Trump réduit l’aide étrangère – Des projets suisses en Afrique affectés
Plusieurs universités suisses soutiennent des programmes de lutte contre le VIH en Afrique. Ceux-ci étaient jusqu’à présent cofinancés par des fonds américains. Nous avons interrogé quelques-unes d’entre elles.
Ifakara, Tanzanie
La professeure Maja Weisser de Bâle s’engage depuis de nombreuses années dans la Chronic Diseases Clinic d’Ifakara. Ici, dans un environnement rural, plus de 4’000 personnes atteintes du VIH ou de tuberculose sont traitées chaque année. Le projet est une collaboration entre l’hôpital régional de référence St. Francis, l’Institut de santé d’Ifakara, l’hôpital universitaire de Bâle et l’Institut tropical et de santé publique suisse d’Allschwil.

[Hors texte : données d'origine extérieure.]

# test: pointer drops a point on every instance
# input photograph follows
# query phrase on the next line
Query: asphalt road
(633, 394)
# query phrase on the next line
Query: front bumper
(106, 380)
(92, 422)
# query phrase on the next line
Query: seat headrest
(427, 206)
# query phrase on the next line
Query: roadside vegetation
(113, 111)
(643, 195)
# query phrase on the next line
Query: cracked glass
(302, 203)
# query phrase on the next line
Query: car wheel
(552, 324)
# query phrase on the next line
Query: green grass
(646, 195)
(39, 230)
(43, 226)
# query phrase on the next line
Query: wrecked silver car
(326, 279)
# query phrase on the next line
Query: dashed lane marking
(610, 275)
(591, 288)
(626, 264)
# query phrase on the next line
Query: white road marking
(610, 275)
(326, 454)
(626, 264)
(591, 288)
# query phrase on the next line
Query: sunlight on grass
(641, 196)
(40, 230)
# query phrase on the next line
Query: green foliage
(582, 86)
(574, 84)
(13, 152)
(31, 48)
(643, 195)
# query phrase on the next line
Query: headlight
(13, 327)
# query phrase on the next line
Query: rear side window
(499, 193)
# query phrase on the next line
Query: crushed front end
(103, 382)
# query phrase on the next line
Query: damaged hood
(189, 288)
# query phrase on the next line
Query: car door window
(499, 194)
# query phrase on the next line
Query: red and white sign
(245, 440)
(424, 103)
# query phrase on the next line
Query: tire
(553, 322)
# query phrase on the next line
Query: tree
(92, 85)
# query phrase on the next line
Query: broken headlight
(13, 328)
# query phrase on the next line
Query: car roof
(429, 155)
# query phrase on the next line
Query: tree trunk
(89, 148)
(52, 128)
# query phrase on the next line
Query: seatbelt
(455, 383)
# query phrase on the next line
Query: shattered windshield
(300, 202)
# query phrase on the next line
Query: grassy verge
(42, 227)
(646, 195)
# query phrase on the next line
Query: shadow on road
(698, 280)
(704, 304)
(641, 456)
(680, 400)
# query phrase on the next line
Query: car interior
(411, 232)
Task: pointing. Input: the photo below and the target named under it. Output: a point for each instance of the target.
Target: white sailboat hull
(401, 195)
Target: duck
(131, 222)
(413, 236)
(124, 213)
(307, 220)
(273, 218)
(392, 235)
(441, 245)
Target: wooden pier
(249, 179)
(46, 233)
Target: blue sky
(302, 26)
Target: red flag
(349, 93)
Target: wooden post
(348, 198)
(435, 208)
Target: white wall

35 collaborateurs d’Ifakara n’ont plus reçu de salaire de l’USAID depuis la mi-février. Il y a deux semaines, la situation s’est clarifiée. Les programmes VIH relèvent désormais du ministère Tanzanien de la Santé et non plus de l’agence de développement américaine USAID. Le soutien financier continu par PEPFAR semble assuré, dans une moindre mesure également un engagement du ministère Tanzanien de la Santé. De nouveaux contrats entrent en vigueur en juillet 2025. Les budgets et les services couverts ne sont pas encore clairs. Nous nous attendons à ce que les médicaments et la détermination de la charge virale du VIH continuent d’être couverts.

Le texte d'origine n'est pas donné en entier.